Auf einer Sitzbank fand Otto noch einen freien Platz. Zwischen einer Frau mit Würgemalen am Hals und einem Mann in Arbeitskleidung.
„Zum ersten Mal hier?“, wandte sich der Mann mit steifen Bewegungen in Ottos Richtung.
„Ja, habe wohl den falschen Zeitpunkt erwischt.“
„Mmmh. Ich bin schon lange hier. Schwieriges Aufnahmeverfahren. Ich habe bei einem Unfall meinen Namen vergessen.“
Der Mann machte eine Pause:
„Eigentlich habe ich alles vergessen. Den Unfall, meinen Beruf, meine Herkunft ...“
„Das ist schade“, versuchte Otto den Mann zu trösten. Otto blickte zur anderen Seite. Die Frau redete, ohne Otto anzublicken:
„Mein Ehemann. Hat mich erwürgt. Jetzt prüfen die hier seit zwei Wochen, ob ich ihn durch eigenes Verschulden dazu gebracht habe.“ Ihr Gesicht wurde rot: „Dieses Arschloch!“
Zeit. Es vergingen Tage, in denen Otto unzählige Varianten des Todes kennenlernen durfte. Endlich erklang ein Aufruf durch die Lautsprecher:
„Otto Weidenzahl, bitte zur Registrierung in Zimmer 13“.
Er schritt durch den langen Gang, erstaunt, dass hier immer wieder neue Zimmer auftauchten. Schließlich fand er Zimmer 13, kleingedruckt stand unter der Zahl: Registrierung. Otto trat ein.
Der Lärm klappernder Schreibmaschinen war ohrenbetäubend. Vor ihm lagen vielleicht zwanzig Längsreihen identisch aussehender Sekretärinnen, die an identischen Tischen in alte, analoge Adler-Maschinen Buchstaben einhämmerten.
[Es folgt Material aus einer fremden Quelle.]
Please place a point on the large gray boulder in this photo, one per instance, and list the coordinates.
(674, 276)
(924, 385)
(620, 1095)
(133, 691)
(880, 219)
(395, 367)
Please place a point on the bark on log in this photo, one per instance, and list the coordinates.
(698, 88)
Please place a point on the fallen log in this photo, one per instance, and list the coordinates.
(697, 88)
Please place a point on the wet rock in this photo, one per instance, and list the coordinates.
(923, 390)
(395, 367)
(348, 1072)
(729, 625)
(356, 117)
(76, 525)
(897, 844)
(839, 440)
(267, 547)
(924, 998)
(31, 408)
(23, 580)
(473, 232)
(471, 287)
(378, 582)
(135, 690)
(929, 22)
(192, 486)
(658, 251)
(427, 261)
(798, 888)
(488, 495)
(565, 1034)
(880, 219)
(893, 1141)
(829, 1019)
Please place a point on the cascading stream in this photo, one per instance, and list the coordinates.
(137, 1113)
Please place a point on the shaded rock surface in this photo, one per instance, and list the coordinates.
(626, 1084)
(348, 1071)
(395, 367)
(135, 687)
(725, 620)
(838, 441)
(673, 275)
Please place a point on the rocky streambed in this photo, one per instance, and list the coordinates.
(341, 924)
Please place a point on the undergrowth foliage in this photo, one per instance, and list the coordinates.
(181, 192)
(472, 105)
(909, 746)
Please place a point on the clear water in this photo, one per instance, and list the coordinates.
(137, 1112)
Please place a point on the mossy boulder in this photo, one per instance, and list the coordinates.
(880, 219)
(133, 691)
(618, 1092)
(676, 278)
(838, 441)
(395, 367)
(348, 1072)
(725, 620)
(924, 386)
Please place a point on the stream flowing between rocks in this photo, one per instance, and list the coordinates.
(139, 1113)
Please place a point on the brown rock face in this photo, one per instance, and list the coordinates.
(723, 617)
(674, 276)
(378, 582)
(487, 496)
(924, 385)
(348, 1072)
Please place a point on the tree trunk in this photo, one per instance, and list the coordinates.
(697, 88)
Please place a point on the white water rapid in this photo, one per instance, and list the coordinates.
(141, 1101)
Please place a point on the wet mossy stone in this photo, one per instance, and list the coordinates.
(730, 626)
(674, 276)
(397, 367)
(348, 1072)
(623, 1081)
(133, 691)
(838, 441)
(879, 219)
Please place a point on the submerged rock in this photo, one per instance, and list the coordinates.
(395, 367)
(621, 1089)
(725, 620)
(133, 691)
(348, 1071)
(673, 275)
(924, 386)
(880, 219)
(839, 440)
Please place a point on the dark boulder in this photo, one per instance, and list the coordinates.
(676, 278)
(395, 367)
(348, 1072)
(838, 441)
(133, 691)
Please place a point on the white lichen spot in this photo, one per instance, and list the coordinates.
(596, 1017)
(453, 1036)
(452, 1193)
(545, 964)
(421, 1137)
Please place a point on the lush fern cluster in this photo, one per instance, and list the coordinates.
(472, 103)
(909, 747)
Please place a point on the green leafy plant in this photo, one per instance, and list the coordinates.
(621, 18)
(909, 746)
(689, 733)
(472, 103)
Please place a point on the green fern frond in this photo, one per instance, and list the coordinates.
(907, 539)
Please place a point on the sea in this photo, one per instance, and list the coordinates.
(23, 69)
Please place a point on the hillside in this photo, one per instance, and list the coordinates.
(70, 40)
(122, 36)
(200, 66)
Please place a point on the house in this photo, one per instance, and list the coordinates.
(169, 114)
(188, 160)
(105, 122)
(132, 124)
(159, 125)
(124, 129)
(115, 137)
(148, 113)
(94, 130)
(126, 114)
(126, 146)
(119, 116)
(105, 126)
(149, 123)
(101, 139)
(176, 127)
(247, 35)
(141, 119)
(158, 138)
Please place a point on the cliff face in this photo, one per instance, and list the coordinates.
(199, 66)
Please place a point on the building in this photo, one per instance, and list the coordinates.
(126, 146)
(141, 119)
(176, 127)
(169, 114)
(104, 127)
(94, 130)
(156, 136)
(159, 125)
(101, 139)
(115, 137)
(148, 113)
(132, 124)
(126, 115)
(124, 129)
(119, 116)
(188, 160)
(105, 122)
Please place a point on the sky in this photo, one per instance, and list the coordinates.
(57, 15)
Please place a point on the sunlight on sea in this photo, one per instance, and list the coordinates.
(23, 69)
Die Reihen waren endlos lang, die hintersten Sekretärinnen verschwanden im hellen Dunst der Ferne.
Vorne, in der Mitte, stand ein einzelner Tisch, an dem ein dicker Mann Zigarre rauchte.
„Otto, altes Haus“, winkte er ihn jovial an den Tisch heran, „Du willst also auch endlich rein?“
Otto nickte verunsichert.
„Kannste haben. Du musst nur hier Deinen Bleibevertrag unterschreiben. Nach dem Erwerb der Engelwesensdaseinsunbedenklichkeitsbescheinigung bekommst Du eine Gutetatenbonussammelkarte, auf der Du Deine Erwerbspositivpluspunkte sammeln kannst. Mit genug Pluspunkten bekommst Du Deine erste Wolke, mit weiteren Pluspunkten ein Luftruder, danach ein Fenster zur Welt, und so weiter und so weiter. Nichts ist schließlich umsonst. Nach einem Jahr zahlst Du die Pluspunktverwaltungsabgabensteuer. Kannst Du diese nicht zahlen, wirst Du zu Hilfsdiensten für Neuankömmlinge herangezogen. Die freiwillige Pflichtversicherungskammer der Engelsinnung wird sich an Dich wenden, um einen Beitrag festzulegen ...“
Gehen. Otto hörte dem Mann nicht mehr zu. Er drehte sich um und ging einfach. Durch den langen Flur zum hellen Tunnel. Dieser begann sich zu verfärben, wurde immer dunkler, bis der Ohrensessel in einem weit entfernten Kreis zum hellsten Punkt wurde. Er begann zu laufen, immer schneller. So schnell hatte er sich seit 30 Jahren nicht mehr rennen sehen. Am Ziel angekommen, ließ er sich erschöpft in den Sessel fallen …
Aufatmen. Sein Körper saugte die Luft an wie eine geöffnete Vakuumverpackung. Laut zischten Ottos Lungenflügel, der Oberkörper schnalzte nach vorne.
Es klingelte an der Tür. Der Weihnachtsbesuch kündigte sich an. Noch leicht verwirrt, konnte sich Otto endlich auf die Festtage im Kreis seiner Lieben freuen.